Nine years later, in 1965, Kwolek was trying to develop light, strong, rigid fibers to replace the steel wires used in car tires at the time. DuPont could see a gasoline shortage looming (it finally hit with a vengeance in 1973) and engineers thought a lighter, stronger material in tires could help improve cars' gas mileage. Kwolek's work day at the lab consisted mostly of dissolving long chains of molecules called polyamides -- the same type of synthetic polymer used to make materials like nylon -- and then running the solution through a machine that would spin it into fiber. At the time, the molecules DuPont was working with had to be melted at nearly 400 degrees Fahrenheit to be spun, and the heating made the fiber too weak and floppy for the job DuPont's engineers had in mind. Kwolek's job was to find a version that could be spun at lower temperatures.
PROMOTED
Even Kwolek was surprised when a batch of dissolved polyamides produced a milky, runny liquid solution instead of the clear, syrup-thick solution she expected. But instead of throwing it out as a bad batch or rejecting that molecule as a nonstarter, the chemist whose mother had once told her she was too much a perfectionist decided to give the weird, cloudy solution a try. The result was the strongest, stiffest fiber anyone had seen so far. Today, most of us know it as Kevlar.

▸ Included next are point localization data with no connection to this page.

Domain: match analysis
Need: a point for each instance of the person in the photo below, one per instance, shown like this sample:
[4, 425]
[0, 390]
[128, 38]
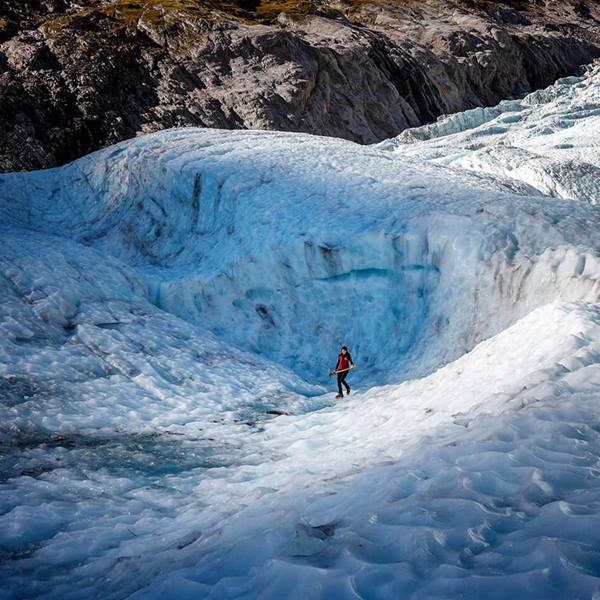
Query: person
[342, 369]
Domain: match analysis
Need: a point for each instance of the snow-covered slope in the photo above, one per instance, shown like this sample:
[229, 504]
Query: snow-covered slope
[170, 309]
[546, 143]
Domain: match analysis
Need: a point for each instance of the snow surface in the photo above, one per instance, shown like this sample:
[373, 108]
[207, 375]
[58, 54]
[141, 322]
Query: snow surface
[170, 308]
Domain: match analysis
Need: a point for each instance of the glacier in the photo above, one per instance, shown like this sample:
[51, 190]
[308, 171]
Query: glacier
[170, 309]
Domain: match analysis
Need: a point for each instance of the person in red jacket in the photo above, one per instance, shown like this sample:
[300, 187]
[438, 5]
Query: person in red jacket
[342, 369]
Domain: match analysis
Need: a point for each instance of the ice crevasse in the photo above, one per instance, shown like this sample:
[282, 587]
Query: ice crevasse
[165, 300]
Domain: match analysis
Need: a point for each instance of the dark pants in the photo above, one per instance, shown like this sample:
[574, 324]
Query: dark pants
[342, 379]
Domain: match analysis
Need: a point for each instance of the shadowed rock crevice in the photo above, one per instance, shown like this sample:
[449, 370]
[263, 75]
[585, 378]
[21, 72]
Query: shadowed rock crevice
[78, 76]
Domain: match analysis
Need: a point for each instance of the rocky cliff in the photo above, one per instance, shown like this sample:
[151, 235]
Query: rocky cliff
[79, 75]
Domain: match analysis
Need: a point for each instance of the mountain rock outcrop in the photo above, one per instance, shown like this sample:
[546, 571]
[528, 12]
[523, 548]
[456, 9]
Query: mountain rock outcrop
[76, 76]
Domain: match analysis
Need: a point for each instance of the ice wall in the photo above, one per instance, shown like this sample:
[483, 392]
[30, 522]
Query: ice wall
[290, 246]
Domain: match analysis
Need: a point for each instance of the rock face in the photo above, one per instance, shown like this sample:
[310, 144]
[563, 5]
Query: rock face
[77, 76]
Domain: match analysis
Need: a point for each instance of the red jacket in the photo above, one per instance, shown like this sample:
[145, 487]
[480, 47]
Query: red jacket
[344, 362]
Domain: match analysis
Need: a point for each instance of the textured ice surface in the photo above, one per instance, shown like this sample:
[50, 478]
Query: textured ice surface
[546, 143]
[170, 307]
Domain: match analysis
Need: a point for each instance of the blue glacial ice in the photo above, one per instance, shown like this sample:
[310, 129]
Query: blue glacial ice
[170, 308]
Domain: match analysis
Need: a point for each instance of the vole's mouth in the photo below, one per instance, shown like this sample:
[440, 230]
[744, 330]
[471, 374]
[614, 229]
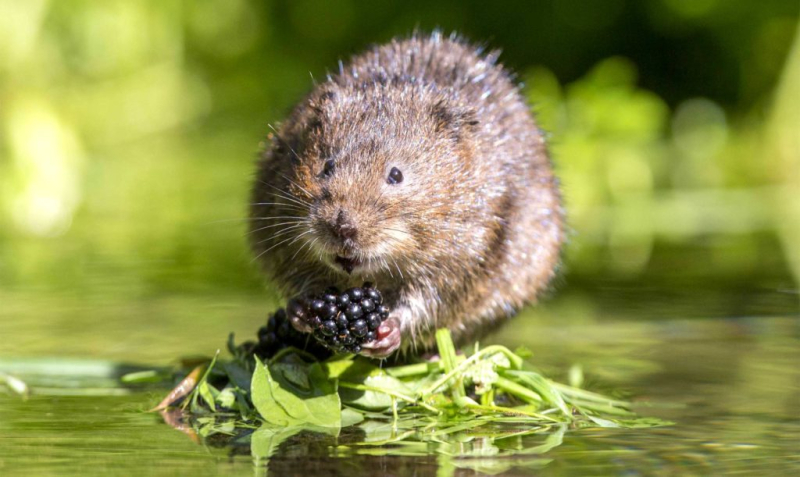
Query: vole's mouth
[348, 264]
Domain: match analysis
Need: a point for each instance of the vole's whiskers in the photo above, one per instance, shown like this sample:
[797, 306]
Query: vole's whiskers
[293, 222]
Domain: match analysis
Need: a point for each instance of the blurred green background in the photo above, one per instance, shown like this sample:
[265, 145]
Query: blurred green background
[128, 132]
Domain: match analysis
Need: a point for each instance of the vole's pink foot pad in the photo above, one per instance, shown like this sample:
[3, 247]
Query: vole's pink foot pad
[388, 341]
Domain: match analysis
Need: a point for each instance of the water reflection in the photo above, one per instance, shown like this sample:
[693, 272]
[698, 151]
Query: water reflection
[729, 384]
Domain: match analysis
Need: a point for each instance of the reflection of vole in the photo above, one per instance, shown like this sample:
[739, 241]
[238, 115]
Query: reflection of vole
[420, 168]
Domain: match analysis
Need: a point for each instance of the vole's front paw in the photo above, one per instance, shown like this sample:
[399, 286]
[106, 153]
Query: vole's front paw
[388, 341]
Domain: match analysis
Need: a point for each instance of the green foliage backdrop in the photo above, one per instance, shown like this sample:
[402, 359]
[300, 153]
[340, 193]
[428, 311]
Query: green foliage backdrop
[128, 131]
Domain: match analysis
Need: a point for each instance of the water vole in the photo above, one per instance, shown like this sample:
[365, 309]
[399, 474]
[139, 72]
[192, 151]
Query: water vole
[418, 167]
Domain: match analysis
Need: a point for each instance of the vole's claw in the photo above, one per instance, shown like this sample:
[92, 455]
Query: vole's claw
[389, 338]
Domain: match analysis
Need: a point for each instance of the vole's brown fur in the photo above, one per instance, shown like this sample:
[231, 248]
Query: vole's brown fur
[471, 234]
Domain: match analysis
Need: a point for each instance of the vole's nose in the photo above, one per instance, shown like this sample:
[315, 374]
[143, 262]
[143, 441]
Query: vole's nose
[344, 227]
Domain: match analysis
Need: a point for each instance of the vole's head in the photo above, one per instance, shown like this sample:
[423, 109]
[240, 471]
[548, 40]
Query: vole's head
[382, 174]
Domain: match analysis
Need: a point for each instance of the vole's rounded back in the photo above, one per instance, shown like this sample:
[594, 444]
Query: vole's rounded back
[419, 167]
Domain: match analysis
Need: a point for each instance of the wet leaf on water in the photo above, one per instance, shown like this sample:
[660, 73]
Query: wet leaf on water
[282, 402]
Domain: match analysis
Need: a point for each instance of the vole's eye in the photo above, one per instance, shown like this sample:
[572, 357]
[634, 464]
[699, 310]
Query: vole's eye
[395, 176]
[328, 168]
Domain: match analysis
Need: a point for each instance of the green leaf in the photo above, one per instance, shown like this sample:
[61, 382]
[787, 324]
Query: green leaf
[266, 440]
[369, 397]
[542, 387]
[292, 394]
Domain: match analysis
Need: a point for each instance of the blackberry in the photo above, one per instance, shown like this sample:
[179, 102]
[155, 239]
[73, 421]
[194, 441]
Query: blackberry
[343, 321]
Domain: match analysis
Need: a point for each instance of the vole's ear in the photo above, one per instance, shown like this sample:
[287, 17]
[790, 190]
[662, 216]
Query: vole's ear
[453, 120]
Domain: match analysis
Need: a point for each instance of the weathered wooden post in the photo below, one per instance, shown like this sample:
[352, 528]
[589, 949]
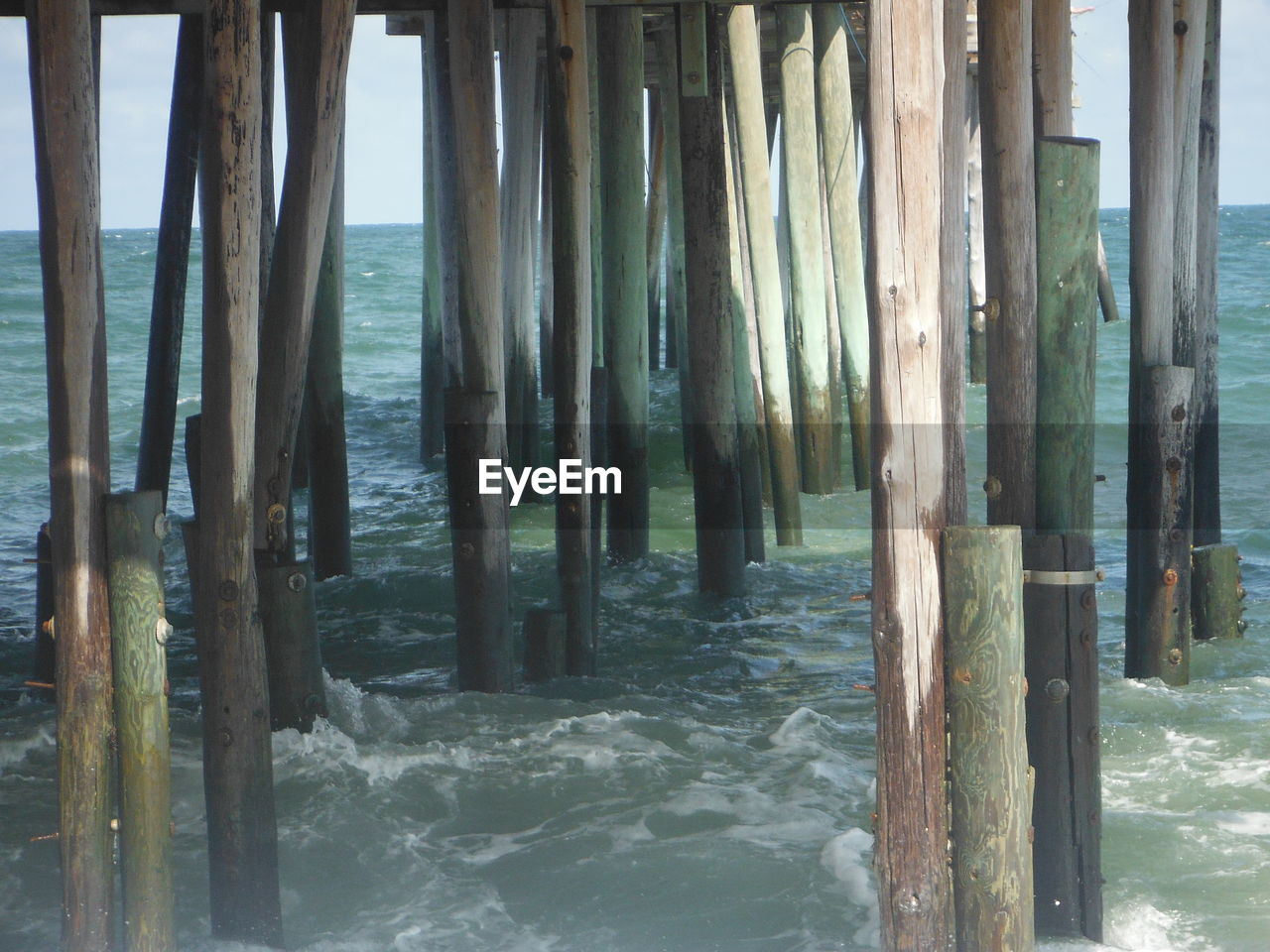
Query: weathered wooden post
[238, 766]
[799, 162]
[476, 416]
[907, 475]
[992, 869]
[135, 529]
[715, 452]
[568, 137]
[316, 86]
[522, 137]
[172, 261]
[1010, 254]
[1207, 471]
[329, 532]
[621, 112]
[838, 159]
[769, 304]
[952, 264]
[1216, 593]
[79, 460]
[289, 616]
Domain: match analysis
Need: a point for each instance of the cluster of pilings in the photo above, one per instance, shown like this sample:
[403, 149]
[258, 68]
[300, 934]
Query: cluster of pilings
[797, 343]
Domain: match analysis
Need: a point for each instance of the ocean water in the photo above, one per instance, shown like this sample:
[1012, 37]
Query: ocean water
[711, 788]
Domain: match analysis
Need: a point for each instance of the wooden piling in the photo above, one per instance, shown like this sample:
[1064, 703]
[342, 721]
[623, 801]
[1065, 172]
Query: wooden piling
[544, 645]
[329, 531]
[907, 474]
[480, 542]
[1062, 667]
[316, 100]
[1067, 235]
[621, 109]
[799, 163]
[64, 117]
[522, 137]
[1216, 593]
[988, 785]
[432, 365]
[135, 529]
[1207, 471]
[1157, 598]
[838, 160]
[238, 765]
[172, 261]
[715, 453]
[1010, 254]
[289, 616]
[752, 146]
[574, 411]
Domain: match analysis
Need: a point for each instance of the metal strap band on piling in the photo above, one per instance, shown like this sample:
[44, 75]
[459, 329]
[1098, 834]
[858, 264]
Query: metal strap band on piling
[1035, 576]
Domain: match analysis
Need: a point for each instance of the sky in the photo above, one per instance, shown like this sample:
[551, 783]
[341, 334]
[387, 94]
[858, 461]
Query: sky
[384, 132]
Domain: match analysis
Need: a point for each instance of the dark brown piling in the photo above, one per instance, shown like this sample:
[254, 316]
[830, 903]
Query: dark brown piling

Kevlar works because, under the right conditions, the molecules arrange themselves end-to-end, parallel to the length of the fiber, and form strong hydrogen bonds between the molecule chains. The resulting material is five times stronger than an equal weight of steel but lighter than fiberglass, and it could withstand high temperatures. Kwolek had developed exactly the material her bosses at DuPont were looking for, but it turned out that she'd done even more than that. Bulletproof vests and body armor made from Kevlar and related materials have saved the lives of thousands of armed service members, law enforcement officers, and others over the last few decades. The material is also used in the boots that firefighters wear with their bunker gear, in spacecraft components, in the gloves that protect cooks' fingers from kitchen knives, and in skis, tennis rackets, and ropes.
After her discovery, Kwolek spent the next 20 years at DuPont, which put her
in charge of polymer research at its Pioneering Lab. She retired in 1986 but continued to consult for her old employer, while also serving on committees for the National Academy of Sciences and the National Research Council. Kwolek died at the age of 90 on June 8, 2014.